| |||

The items below represent extensions of the Metric core modules; elaborate documentation is not available. Still the routines might be useful to external users by means of the corresponding example programs. For further details on the underlying theory we refer to the related publications.

**Plane wave propagation through dielectric multilayer stacks**

Simulation of angled plane wave incidence on dielectric multilayer stacks, actually an "abuse" of the of the containers for modes and modearrays, and of the visualization facilities. The routines implement a standard transfer matrix algorithm.

Example files: pwslab.cpp,
pwslabsc.cpp,
pwres.cpp.

Relevant source files:
slaref.h,
slaref.cpp.

**Conventional coupled mode theory**

An implementation of conventional coupled mode theory (CMT) for the guided wave propagation along multiple, evanescently coupled parallel cores. Routines for determining supermodes and their propagation are provided, that allow to predict the power transmission, and to establish the scattering matrix of the coupler section.

Example file: convcmt.cpp.

Relevant source files:
cmt.h,
cmt.cpp.

**Hybrid analytical / numerical coupled mode theory**

A general version of coupled-mode-theory (HCMT) for 2-D frequency domain scattering problems. The field templates combine waves associated with the optical channels in the structure with coefficient functions of (in principle) arbitrary coordinates. Upon 1-D discretizations of these amplitude functions into finite elements, a Galerkin procedure reduces the problem to a system of linear equations in the element coefficients. A variational approach is implemented as an alternative. Containers for the constituting elements and for the overall field representation are provided, including the solver procedures and visualization facilities.

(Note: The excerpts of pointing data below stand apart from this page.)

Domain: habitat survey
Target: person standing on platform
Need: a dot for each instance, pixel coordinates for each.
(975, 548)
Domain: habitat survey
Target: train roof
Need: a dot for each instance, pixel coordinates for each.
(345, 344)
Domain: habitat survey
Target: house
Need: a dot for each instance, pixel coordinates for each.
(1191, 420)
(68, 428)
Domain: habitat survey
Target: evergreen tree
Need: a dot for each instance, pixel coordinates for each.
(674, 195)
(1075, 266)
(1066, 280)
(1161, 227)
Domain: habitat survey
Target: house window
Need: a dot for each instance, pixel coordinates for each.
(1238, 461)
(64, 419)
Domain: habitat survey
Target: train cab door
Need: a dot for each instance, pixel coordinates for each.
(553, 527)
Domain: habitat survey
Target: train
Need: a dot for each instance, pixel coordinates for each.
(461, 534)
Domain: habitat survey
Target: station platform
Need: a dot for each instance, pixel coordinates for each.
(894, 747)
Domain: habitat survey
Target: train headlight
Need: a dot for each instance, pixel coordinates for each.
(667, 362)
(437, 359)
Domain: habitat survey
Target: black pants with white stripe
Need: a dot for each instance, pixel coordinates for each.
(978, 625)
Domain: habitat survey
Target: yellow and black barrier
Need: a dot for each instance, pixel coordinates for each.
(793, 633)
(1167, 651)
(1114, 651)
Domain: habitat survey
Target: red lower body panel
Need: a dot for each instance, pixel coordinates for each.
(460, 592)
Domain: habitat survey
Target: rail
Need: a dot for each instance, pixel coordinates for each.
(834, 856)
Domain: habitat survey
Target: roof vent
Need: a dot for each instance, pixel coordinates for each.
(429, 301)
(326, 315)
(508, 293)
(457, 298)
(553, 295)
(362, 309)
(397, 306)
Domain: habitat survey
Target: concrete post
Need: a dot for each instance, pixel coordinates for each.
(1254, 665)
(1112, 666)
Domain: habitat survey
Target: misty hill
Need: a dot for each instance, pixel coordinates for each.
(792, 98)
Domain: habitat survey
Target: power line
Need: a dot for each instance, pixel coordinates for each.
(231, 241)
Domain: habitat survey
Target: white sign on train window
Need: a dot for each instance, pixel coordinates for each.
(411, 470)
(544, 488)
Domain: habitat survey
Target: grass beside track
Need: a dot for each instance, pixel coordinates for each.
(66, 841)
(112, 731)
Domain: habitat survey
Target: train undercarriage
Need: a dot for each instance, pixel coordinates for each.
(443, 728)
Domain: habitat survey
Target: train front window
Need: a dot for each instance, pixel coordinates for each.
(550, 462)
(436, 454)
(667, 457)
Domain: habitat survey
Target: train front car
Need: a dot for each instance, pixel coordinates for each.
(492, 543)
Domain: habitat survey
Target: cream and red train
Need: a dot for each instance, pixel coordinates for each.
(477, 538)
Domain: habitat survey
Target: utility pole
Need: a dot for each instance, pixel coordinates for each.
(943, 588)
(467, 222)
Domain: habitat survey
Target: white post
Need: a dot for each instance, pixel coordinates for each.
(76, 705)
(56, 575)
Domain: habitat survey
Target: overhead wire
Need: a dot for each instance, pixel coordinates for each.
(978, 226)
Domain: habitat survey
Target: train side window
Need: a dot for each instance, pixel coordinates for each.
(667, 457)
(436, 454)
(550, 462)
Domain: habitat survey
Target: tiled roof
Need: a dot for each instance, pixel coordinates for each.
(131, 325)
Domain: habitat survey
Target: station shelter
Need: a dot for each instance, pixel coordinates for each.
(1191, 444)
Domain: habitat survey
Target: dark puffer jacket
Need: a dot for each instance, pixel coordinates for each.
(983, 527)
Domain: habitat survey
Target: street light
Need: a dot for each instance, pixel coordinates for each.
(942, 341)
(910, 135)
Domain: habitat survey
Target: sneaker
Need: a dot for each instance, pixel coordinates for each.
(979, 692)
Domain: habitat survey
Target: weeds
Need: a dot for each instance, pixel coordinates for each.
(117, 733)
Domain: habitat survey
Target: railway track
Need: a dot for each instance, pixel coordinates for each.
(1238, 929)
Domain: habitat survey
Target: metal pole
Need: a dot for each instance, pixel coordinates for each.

Classes: `HcmtElement`, `HcmtField`.

Example file: crhcmt.cpp.

Relevant source files:
cmt.h,
cmt.cpp.

**Variational 2-to-1D effective index reduction of integrated optical scattering problems**

Routines that implement a variational variant of an effective index method,
here for the 2D-to-1D dimensionality reduction of propagation problems,
typically in waveguide Bragg gratings. The approach requires that a dominant
direction (*z*) of mainly guided wave propagation can be identified in the
structure, with identical input and output cores. The assumption of a uniform
field shape along the perpendicular direction (*x*) in the form
of a guided mode profile then leads, through variational restriction,
to a problem of 1-D wave propagation through a dielectric multilayer
stack with a well defined effective permittivity profile. Solver procedures
and visualization facilities are included as methods of the
container for the overall field.

Class: `EimField`.

Example file: grasy.cpp.

Relevant source files:
eim.h,
eim.cpp.

**VEIMS mode solver for 3D channel waveguides**

The simplest variant of a variational, effective-index-like mode solver
for 3D dielectric integrated optical waveguides with rectangular 2D cross
sections. A component-wise separable field template combines slab modes
into semi-vectorial approximations of the true 3D mode
profiles. Constituents are the properly polarized modes of a vertical
(*x*-axis) 1D reference refractive index profile, typically
the layering of the core region of the 3D channel, and the (nonstandard)
1D modes associated with a resulting horizontal (*y*-axis)
effective permittivity profile. Containers for 3D modes and arrays of
3D modes are provided, along with procedures
for access and evaluation of mode profiles and mode overlaps (optical power),
and for mode profile visualization. Similarities exist with the
implementation of the
Wave Matching Method (WMM).

Classes: `EIMode`, `EIModeArray`.

Example files:
strip.cpp, rib.cpp.

Relevant source files:
veims.h,
veims.cpp.

**Floquet-Bloch modes of rectangular periodic waveguides**

Computation of guided Floquet-Bloch modes associated with rectangular dielectric structures with 1-D periodicity. The solver relies on a pecewise expansion into slab eigenmodes (BEP), with Dirichlet conditions imposed at the uper and lower boundaries of a finite computational window that extends over one period. The examples cover band-structure analysis and visualization of the associated FB-modes.

Classes: `FBMode`, `FBModeArray`.

Example files:
bsa.cpp, fbmprop.cpp.

Relevant source files:
fbmode.h,
fbmode.cpp.